1. Commit to a shared vision

Haryana’s Chief Minister and its Department of School Education have developed a clear vision for learning outcomes improvement, and all the associated state agencies have been empowered to deliver on this shared vision. Getting this level of inter-state collaboration required:

  • Setting clear priority goals and key performance indicators across the system
  • Restructuring project management teams to ensure all members have clear roles and responsibilities that ladder up to the larger program goals
  • Providing constant and repeated communication of these goals in the entire ecosystem

2. Solve the systemic gaps

A common myth in the education space is that classroom learning can only get better if shifts are made in curriculum development and educator training. However, the foundation’s experience with school systems shows that implementing administrative reforms is just as important as academic reforms. Our work focuses on both simultaneously, and spans across departments, government agencies, and districts in the state. Examples include:

  • Development of an integrated management information system (MIS) that captures actionable data for more than two million students and 100,000 teachers to enable data-based accountability and administrative efficiencies
  • Increased sharing of data-based school progress and monitoring, along with the addition of monthly review meetings by the directorate and the state Chief Minister’s office
  • Creation of digital channels to make communications between the administrative and academic staff comprehensive, rapid, and responsive. More than 10,000 teachers were trained via WhatsApp in less than 20 days.

Importantly, these changes are reflective of a paradigm shift in Haryana’s government systems: the focus is now on access to quality education for the two million students in the state.

3. Address the “silver bullet” myth

Large-scale reform requires coordinated interventions – there are no individual silver bullets. Taken together, these interventions create impact in the immediate ecosystem, and have the potential to create a model for other systems to adopt. The Haryana state school system is leveraging learnings from the foundation’s work on systems-level education improvement in other states in India and around the world, successful private school models, and a slew of other projects that have successfully improved student learning outcomes.

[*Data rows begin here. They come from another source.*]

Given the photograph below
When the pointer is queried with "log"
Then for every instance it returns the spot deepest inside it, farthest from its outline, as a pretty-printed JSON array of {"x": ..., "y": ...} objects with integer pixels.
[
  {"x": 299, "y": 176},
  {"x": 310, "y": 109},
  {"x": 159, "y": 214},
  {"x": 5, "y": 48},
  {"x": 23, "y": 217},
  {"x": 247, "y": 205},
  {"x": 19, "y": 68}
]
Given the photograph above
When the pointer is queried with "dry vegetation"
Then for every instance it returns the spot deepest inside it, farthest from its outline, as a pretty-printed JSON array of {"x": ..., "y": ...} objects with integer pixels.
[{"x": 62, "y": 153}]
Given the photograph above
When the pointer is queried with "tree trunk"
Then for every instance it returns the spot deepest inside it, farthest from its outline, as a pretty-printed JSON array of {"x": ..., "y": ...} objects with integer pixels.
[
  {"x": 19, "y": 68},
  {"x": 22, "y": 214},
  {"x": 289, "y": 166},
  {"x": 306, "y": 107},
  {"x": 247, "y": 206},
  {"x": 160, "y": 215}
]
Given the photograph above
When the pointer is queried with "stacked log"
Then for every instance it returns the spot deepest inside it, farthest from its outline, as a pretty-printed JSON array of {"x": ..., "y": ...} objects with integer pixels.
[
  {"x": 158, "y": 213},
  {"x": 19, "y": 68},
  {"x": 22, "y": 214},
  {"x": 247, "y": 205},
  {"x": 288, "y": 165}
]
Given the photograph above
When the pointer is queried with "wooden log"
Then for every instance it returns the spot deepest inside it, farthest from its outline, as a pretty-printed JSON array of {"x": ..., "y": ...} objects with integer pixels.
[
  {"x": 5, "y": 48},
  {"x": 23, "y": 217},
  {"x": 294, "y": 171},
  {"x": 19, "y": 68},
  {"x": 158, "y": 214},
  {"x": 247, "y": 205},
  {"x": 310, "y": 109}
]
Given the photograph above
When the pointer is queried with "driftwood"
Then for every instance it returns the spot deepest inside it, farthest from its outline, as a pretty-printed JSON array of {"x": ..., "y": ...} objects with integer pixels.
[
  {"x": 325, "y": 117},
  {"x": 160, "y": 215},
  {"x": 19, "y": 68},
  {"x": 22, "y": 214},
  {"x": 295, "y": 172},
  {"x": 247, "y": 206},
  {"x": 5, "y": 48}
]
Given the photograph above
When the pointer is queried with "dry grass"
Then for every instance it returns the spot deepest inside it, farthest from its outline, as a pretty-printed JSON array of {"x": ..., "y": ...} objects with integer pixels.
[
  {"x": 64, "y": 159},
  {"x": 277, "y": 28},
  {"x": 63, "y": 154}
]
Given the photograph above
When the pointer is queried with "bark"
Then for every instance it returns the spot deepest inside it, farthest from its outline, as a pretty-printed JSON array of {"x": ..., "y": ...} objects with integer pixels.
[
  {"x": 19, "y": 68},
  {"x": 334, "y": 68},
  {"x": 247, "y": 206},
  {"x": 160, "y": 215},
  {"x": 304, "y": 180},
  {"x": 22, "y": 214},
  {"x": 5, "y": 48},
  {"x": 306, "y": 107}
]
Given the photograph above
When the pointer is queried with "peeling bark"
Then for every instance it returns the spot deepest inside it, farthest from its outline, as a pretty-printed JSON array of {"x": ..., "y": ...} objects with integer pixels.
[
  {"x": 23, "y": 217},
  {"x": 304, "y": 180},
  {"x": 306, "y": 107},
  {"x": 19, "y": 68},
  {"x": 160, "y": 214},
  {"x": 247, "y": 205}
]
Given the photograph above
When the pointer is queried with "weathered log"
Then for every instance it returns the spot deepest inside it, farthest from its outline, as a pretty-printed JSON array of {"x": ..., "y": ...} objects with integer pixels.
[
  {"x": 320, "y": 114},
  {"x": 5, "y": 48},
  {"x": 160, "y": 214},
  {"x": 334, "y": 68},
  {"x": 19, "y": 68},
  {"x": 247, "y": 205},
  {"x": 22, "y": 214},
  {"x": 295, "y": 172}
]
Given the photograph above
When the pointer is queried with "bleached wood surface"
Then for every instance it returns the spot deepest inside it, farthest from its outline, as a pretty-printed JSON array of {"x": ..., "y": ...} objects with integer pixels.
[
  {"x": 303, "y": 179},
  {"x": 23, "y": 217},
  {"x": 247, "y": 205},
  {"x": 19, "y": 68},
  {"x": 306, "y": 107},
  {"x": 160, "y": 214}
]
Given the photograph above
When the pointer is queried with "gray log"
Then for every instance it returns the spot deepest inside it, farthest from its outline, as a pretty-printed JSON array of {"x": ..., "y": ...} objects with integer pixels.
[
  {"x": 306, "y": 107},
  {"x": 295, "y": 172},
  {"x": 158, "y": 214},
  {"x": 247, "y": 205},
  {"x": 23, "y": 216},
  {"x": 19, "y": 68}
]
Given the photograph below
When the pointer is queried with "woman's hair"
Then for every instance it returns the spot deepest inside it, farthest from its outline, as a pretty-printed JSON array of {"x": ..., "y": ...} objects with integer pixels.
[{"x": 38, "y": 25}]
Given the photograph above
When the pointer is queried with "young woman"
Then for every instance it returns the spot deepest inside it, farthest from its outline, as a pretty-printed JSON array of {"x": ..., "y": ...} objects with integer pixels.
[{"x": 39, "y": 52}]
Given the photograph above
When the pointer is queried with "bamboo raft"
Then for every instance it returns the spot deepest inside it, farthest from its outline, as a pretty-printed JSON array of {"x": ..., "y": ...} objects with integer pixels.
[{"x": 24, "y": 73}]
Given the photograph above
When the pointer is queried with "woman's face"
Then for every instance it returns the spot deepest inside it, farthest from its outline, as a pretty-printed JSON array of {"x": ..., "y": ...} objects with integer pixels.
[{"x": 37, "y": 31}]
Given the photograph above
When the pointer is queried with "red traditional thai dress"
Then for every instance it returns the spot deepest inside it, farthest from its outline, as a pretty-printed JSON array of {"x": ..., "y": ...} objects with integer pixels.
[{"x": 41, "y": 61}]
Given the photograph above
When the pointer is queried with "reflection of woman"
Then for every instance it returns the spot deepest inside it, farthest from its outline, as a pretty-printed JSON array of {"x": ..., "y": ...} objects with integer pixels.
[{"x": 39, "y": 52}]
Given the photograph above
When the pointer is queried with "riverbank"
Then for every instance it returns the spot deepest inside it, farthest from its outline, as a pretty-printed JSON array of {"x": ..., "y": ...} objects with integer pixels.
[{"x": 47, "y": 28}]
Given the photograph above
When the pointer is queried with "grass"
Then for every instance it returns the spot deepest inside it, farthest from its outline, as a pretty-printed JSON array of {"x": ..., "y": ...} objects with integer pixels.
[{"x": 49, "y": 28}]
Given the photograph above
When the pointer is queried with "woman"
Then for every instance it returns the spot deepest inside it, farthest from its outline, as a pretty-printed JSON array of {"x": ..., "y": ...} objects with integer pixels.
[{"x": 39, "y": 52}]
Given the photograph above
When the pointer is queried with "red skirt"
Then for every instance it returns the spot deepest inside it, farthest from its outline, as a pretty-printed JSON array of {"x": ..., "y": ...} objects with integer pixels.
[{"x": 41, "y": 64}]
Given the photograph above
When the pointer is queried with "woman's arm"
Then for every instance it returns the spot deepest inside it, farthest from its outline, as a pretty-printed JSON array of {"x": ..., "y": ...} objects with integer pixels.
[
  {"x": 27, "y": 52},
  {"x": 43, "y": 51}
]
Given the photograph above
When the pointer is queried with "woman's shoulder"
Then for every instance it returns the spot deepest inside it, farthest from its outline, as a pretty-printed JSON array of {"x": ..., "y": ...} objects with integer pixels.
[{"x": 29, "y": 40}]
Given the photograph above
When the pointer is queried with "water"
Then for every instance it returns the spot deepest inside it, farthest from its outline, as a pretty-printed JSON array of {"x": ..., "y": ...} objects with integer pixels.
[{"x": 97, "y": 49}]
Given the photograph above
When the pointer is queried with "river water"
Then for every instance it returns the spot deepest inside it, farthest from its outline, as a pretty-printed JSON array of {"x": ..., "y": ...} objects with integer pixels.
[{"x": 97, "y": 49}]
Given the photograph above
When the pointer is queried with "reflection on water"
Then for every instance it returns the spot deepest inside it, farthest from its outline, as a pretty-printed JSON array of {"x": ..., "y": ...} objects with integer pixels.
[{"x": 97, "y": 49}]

Each round of student assessments in Haryana state continues to show improved results, and the Chief Minister of Haryana state has launched a new program called Saksham Ghoshna — a declaration of competency awarded to an administrative block after third-party assessments show that 80 percent students have earned grade level competencies. This commitment to quality is an important part of our work to ensure that all students in Haryana can benefit from high-quality schools.

Our mission is to lift children and families out of urban poverty, and we believe that students in Haryana who have access to quality education have a greater chance to move on to higher education, improved employment opportunities, and eventually, increased family financial stability — improving entire communities in the state.